I paused the footage.
"She believed there was a… religious aspect," I said. "Or cult-like."
Alex frowned. "But we haven't seen any links to known cults."
"Maybe because it's not about belief," I said. "Maybe it's personal. One man's madness. His own religion."
I resumed the tape.
Erica now looked behind her, uneasy.
"If I disappear, it means he's watching. If my mouth is sewn shut, it means he's listening. Don't speak his name. Don't look into the smile. Just find the center. Stop the spiral. Please—"
The video cut off there. Static.
I sat back, breath shallow.
"She knew it was coming," I whispered. "She knew she was going to die."
Alex leaned on the desk. "She tried to warn us."
I nodded, my mind already racing through connections. "The killer needs five. That's the rule. After five, he moves to a new ring. New victims, but always closer to the center. He's guiding us — but only if we survive long enough to see the pattern."
Alex flipped open his tablet. "Then we should map every historical set of five, as far back as we can. Look for groupings. Clusters."

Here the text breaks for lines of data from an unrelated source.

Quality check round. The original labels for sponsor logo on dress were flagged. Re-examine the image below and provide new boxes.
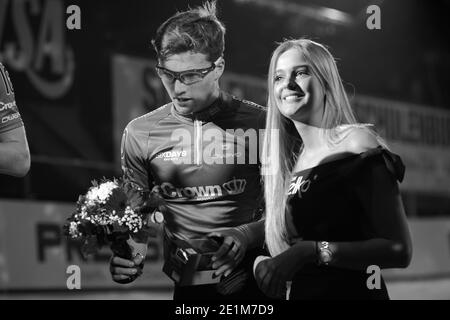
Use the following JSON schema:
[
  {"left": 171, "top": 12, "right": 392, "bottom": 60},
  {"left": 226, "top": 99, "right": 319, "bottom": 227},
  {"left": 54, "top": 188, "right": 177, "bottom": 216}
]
[
  {"left": 288, "top": 176, "right": 311, "bottom": 198},
  {"left": 0, "top": 101, "right": 17, "bottom": 112},
  {"left": 2, "top": 112, "right": 20, "bottom": 123}
]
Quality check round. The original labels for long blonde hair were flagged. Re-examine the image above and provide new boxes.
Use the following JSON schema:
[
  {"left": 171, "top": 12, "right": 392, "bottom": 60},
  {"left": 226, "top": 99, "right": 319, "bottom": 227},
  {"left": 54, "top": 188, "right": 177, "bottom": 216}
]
[{"left": 262, "top": 39, "right": 374, "bottom": 256}]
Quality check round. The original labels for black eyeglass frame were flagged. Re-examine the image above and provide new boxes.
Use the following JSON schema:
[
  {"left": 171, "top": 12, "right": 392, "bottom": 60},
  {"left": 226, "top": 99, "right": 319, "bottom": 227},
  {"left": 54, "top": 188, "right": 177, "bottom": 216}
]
[{"left": 155, "top": 62, "right": 217, "bottom": 85}]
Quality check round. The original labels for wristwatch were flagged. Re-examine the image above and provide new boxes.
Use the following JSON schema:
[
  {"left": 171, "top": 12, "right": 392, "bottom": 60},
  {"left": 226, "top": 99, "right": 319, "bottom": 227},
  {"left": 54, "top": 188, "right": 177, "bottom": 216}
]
[{"left": 316, "top": 241, "right": 333, "bottom": 266}]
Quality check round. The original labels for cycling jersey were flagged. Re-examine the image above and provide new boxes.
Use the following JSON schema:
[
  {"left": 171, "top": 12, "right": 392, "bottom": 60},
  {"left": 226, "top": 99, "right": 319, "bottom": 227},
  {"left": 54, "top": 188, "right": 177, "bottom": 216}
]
[
  {"left": 121, "top": 92, "right": 265, "bottom": 239},
  {"left": 0, "top": 63, "right": 23, "bottom": 133}
]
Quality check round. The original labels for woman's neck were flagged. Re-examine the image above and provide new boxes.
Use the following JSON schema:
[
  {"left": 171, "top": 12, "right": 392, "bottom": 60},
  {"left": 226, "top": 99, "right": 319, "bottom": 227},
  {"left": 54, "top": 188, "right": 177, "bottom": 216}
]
[{"left": 293, "top": 121, "right": 327, "bottom": 153}]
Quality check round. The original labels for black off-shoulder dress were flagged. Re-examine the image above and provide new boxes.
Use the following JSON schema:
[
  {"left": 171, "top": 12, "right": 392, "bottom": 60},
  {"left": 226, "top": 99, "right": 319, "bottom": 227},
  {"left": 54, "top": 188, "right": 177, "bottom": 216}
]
[{"left": 286, "top": 147, "right": 405, "bottom": 300}]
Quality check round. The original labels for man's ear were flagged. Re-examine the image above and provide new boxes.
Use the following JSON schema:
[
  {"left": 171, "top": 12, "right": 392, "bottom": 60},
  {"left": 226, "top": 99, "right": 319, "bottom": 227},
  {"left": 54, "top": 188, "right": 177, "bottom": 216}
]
[{"left": 214, "top": 58, "right": 225, "bottom": 80}]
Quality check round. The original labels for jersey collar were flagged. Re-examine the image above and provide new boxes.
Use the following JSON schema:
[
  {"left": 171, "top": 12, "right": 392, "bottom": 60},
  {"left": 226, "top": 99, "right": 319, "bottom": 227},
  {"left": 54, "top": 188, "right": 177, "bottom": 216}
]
[{"left": 171, "top": 91, "right": 226, "bottom": 123}]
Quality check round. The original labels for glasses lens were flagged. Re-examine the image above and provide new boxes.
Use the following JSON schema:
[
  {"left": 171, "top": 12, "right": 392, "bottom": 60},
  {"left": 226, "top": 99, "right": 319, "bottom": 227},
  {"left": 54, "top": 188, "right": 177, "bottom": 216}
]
[
  {"left": 156, "top": 68, "right": 174, "bottom": 81},
  {"left": 180, "top": 72, "right": 203, "bottom": 84}
]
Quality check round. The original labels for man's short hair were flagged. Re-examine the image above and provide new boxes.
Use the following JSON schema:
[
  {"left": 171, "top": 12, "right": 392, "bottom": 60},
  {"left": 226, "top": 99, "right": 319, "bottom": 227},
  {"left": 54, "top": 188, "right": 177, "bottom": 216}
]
[{"left": 152, "top": 0, "right": 225, "bottom": 62}]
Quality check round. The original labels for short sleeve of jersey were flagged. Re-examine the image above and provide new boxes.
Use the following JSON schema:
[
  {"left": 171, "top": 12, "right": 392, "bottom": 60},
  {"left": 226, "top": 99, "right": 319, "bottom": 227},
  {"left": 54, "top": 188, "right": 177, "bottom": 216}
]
[
  {"left": 120, "top": 121, "right": 149, "bottom": 191},
  {"left": 0, "top": 63, "right": 23, "bottom": 133}
]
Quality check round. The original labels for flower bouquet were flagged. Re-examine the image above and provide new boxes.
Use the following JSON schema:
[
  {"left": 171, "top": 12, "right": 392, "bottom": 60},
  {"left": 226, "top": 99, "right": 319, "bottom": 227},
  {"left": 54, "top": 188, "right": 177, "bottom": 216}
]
[{"left": 64, "top": 178, "right": 165, "bottom": 260}]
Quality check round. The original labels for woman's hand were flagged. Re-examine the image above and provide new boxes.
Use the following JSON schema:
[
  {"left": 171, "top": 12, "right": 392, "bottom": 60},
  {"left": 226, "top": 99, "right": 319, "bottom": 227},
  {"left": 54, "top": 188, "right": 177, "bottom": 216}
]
[{"left": 255, "top": 241, "right": 315, "bottom": 299}]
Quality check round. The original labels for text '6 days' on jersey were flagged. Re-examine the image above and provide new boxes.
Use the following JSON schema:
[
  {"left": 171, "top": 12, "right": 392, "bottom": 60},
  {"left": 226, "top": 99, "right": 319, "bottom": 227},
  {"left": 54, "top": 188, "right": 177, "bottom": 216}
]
[{"left": 121, "top": 93, "right": 265, "bottom": 239}]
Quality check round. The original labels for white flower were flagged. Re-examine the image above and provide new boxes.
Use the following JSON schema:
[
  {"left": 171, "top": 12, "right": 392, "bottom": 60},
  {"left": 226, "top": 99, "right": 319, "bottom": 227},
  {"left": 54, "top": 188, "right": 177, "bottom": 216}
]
[{"left": 86, "top": 181, "right": 119, "bottom": 205}]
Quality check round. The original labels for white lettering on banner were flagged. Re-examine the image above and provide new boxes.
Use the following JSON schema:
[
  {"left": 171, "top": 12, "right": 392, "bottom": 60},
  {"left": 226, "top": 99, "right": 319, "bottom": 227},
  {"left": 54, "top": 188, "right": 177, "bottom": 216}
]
[
  {"left": 0, "top": 0, "right": 75, "bottom": 99},
  {"left": 0, "top": 200, "right": 172, "bottom": 291},
  {"left": 352, "top": 96, "right": 450, "bottom": 147}
]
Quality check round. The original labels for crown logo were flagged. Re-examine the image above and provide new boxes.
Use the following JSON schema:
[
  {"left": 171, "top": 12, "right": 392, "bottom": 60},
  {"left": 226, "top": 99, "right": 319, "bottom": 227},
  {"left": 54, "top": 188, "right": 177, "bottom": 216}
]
[{"left": 222, "top": 178, "right": 247, "bottom": 195}]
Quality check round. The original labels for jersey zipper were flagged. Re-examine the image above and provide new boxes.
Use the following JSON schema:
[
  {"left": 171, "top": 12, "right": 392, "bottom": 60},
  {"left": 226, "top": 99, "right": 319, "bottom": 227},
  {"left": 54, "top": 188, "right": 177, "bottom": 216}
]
[{"left": 194, "top": 119, "right": 203, "bottom": 166}]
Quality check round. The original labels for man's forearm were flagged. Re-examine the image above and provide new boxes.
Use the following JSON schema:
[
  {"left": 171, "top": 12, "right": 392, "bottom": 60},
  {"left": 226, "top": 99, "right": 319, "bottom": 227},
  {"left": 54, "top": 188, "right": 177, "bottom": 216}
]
[
  {"left": 0, "top": 141, "right": 30, "bottom": 177},
  {"left": 237, "top": 219, "right": 265, "bottom": 248}
]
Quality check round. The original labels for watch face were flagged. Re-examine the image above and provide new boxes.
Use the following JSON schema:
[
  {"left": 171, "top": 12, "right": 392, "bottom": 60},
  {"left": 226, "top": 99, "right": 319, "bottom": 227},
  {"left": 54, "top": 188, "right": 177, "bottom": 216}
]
[{"left": 320, "top": 251, "right": 332, "bottom": 264}]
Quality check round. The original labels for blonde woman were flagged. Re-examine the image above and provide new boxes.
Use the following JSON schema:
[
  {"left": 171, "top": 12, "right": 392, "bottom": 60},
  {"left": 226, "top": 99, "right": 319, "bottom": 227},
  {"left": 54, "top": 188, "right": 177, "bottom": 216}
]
[{"left": 254, "top": 39, "right": 412, "bottom": 299}]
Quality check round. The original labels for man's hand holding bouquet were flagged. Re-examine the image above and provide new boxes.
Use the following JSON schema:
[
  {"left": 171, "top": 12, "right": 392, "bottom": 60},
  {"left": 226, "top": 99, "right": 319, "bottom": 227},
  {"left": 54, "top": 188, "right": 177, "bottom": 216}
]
[{"left": 64, "top": 178, "right": 165, "bottom": 283}]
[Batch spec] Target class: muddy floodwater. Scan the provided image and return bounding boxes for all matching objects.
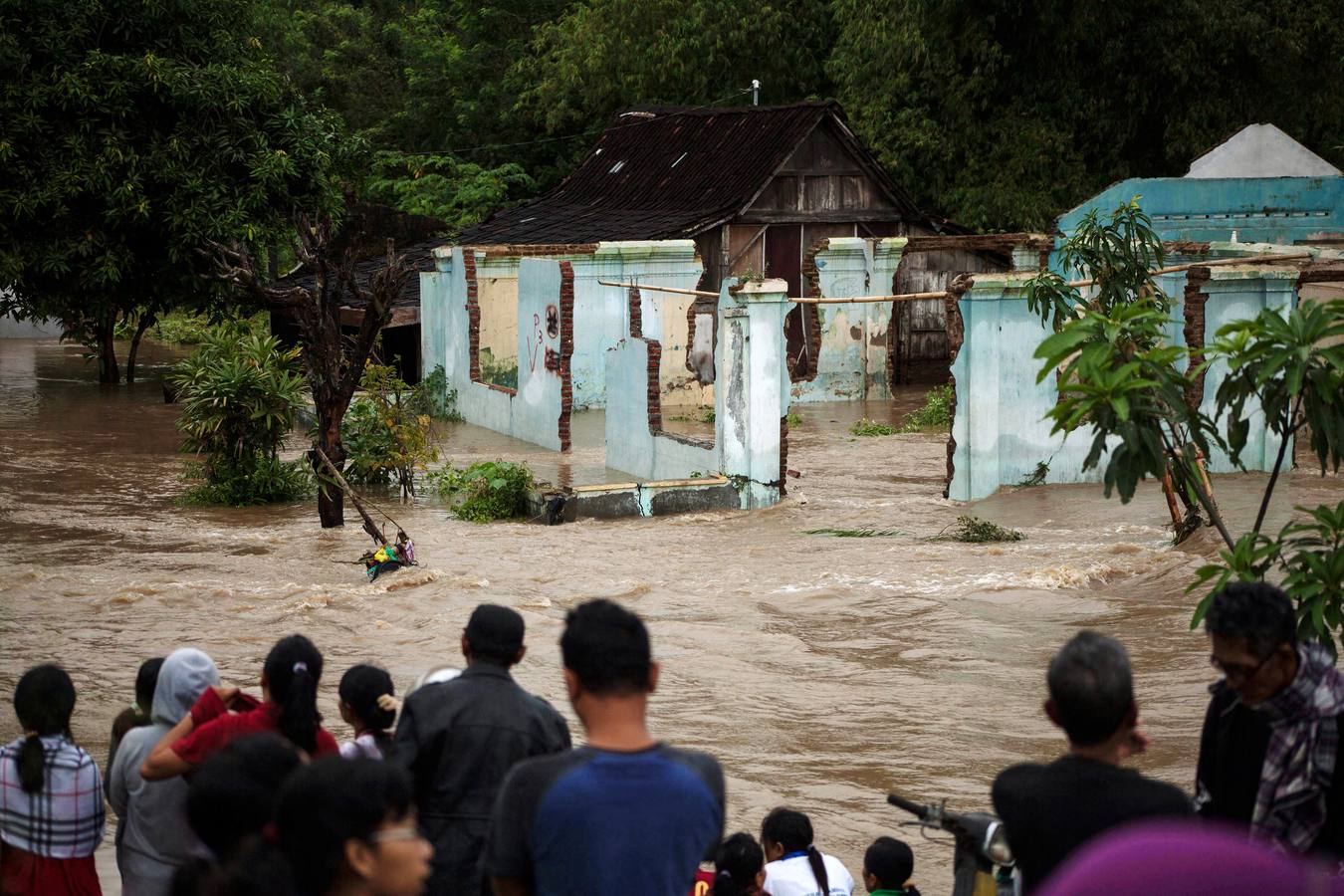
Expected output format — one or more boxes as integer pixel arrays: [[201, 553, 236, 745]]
[[0, 339, 1344, 893]]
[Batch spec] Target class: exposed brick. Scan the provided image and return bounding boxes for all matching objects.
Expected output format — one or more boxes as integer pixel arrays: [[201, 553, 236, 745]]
[[630, 286, 644, 338], [942, 274, 975, 497], [788, 236, 830, 383], [557, 262, 573, 451], [1184, 268, 1209, 408]]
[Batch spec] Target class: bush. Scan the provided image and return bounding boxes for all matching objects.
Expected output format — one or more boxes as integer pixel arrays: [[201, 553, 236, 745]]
[[934, 516, 1026, 544], [426, 461, 533, 523], [410, 364, 462, 422], [849, 418, 901, 435], [340, 361, 442, 497], [169, 324, 311, 507], [901, 385, 955, 432]]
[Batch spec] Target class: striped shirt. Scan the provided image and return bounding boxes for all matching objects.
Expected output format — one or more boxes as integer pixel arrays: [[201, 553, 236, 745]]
[[0, 735, 107, 858]]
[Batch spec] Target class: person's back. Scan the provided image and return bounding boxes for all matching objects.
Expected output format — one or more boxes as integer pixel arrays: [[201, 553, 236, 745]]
[[994, 757, 1191, 889], [485, 600, 725, 896], [108, 647, 219, 896], [387, 604, 569, 896], [992, 631, 1194, 891], [1197, 581, 1344, 861], [489, 743, 723, 896]]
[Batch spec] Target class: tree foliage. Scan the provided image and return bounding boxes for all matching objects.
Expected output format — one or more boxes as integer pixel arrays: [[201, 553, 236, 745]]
[[0, 0, 346, 381], [1026, 200, 1344, 649], [828, 0, 1344, 230], [169, 326, 310, 507]]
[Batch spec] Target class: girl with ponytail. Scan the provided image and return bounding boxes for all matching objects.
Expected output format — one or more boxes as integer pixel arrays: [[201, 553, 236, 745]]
[[139, 634, 337, 781], [337, 662, 396, 759], [714, 830, 771, 896], [0, 665, 105, 896], [212, 757, 434, 896], [761, 806, 853, 896]]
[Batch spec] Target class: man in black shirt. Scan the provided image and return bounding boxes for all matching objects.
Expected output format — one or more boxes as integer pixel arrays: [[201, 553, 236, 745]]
[[387, 603, 569, 896], [1195, 581, 1344, 857], [994, 631, 1192, 892]]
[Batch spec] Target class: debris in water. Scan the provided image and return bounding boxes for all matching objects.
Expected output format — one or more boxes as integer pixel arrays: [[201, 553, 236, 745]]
[[849, 418, 901, 435], [803, 530, 905, 539], [933, 516, 1026, 544]]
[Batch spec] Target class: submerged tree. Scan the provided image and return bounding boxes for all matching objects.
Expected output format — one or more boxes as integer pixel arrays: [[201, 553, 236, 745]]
[[202, 215, 414, 528], [1026, 200, 1344, 649], [0, 0, 345, 383]]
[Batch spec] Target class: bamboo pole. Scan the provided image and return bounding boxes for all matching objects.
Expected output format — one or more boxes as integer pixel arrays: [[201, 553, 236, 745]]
[[314, 445, 400, 547], [598, 280, 719, 299], [1066, 253, 1312, 286], [598, 280, 948, 305]]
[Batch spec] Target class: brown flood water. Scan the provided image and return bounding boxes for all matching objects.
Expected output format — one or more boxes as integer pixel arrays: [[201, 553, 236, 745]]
[[0, 339, 1344, 893]]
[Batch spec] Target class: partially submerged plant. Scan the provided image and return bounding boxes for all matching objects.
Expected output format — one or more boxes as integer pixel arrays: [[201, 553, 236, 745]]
[[933, 516, 1026, 544], [1017, 461, 1049, 489], [426, 461, 533, 523], [802, 530, 905, 539], [849, 418, 901, 435], [901, 385, 953, 432]]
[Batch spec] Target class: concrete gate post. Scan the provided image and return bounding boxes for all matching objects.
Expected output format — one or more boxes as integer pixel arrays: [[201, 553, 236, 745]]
[[714, 280, 788, 509]]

"Yes," I agreed. "If we can predict the next spiral, maybe we can catch him before he finishes the sixth cycle."
Alex got to work. I returned to Erica's notes.
One phrase kept jumping out at me.
THE SMILE IS THE GATE.
What the hell did that mean?
Gate to what?
Was it symbolic? Or was the killer obsessed with some kind of mythical "truth"? Something he believed could be "opened" through pain and pattern?
Or worse… did he believe the spiral gave him control?
I walked to the board and looked at the smile ball sketches again.
Each was slightly different. Wider grins. Thinner lines. Changing colors.
Almost like stages.
Each one leading closer to something.
I drew a quick mockup of the spiral we'd seen in Warehouse 11. Then I layered the five known locations over it — Marjorie, Victor, Jacob, Unknown Girl, Erica.
They formed a perfect spiral arc, pointing directly toward the city's center: Old District Zero.
The ruins of the first settlement before the modern city was built. Long-abandoned. Closed off after the great fire twenty years ago.
We'd found the center.
"This is it," I said to Alex. "He's guiding us there. Always has been."
Alex looked up. "District Zero? That place is sealed."
"Exactly," I said. "No one goes in… which makes it the perfect stage for the sixth cycle."
His face was unreadable for a moment. Then he nodded. "Then that's where we go."
It was getting dark. Rain tapped against the precinct windows like fingers.
The spiral wasn't finished.
And something was waiting at the center.